By Gregory
Many of us have read the work of the New Atheists or encountered those influenced by them. I’d imagine many of us have replied to their assertions with a phrase similar to, “I don’t believe in that sort of God either.” The phrase indicating that we don’t ascribe to the immature, unrealistic visions of Divinity that the New Atheists usually attack. Admittedly, such gods are soft targets.
Yet that phrase represents only half the matter – only half the conversation. What needs to follow is the earnest dialog concerning what kind of God do you affirm?
Such is hard work.
In my previous post I outlined why I can’t accept visions of a Divine Santa-God. By this, I mean almost juvenile concepts of God that feature God as best friend, personal attendant, wish-granter, and projection of ego and personal judgment in the world. The God who talks to you each morning and strokes your ego, fuels your OCD, and helps you control others. Such a Divinity more closely resembles Santa-Claus than the God of the scriptures, and even more importantly, the God of reality.
Saying one doesn’t believe in such a saccharine deity is only half the matter – the other half is beginning the work of elucidating the sort of Divinity you do affirm.
What is your God like? How realistic is such a vision? Can such a God bring about transformation? Is such a God worthy of worship? Where does such a God come from? How do you know your vision has any merit?
Humility is a fundamental theological virtue. None of us has seen God. We don’t have pure, unmitigated experiences of the Divine. When we speak about God, we are always speculating, conjecturing, even posturing.
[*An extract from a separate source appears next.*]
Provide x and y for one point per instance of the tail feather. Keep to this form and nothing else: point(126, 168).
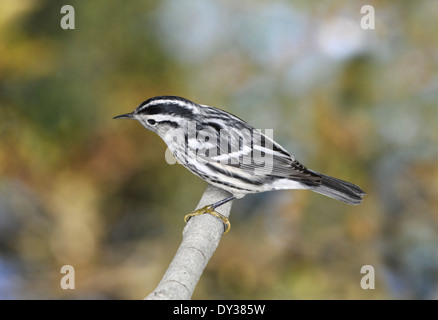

Our ideas of God come from our parents, our religious communities, our culture, our educational experiences, our reading, and our own life experiences. Our experience and thinking of God is always mediated through these things.
I want a God that makes sense and doesn’t require constant mental gymnastics.
I don’t want to have to make excuses for God. I don’t want to have to appeal to “how he works in mysterious ways (which is bullshit wrapped in wishful thinking). I don’t want to be left wondering why God seemingly let us down, didn’t show up, or allowed something to happen that I wouldn’t let occur to my worst enemies.
I want a God that aligns with a full view of scripture. I want a God that doesn’t conflict with science or our better judgments about reality.
I want a God that isn’t pie-in-the-sky, bat shit crazy, juvenile projections of namby-pamby soft-self – you get the idea.
I want a God who is still standing after considerations of the Holocaust, cancer in five year olds, miscarriages, disappointments, accidents, earth-quakes, random killings, lay-offs, and broken hearts.
I know that such a God does not reside in the mainstream theology of most Evangelical or even mainstream Protestant or Catholic thought. I don’t usually find such a God in Orthodox Judaism or Eastern Orthodoxy either. Most comfortable Reform Jewish communities don’t promote realistic a deity either. Not at least in the surface theology and typical droll, lifeless, middle-class liturgies that afflict most parishes, congregations, and communities.
I’ve learned that the God I’m after – and who is after me – is closer to the God of Tillich, Armstrong, Heschel, Buber, Hart, Kaplan – it’s certainly not the God of the atheists, or even of most theists – it’s the God of the anatheists, the process theologians, the honest thinkers; those who have wrestled with God and found the typical, traditional expressions and theories wanting.
It’s the God many of us are afraid to encounter – because it means giving up our spiritual childhood.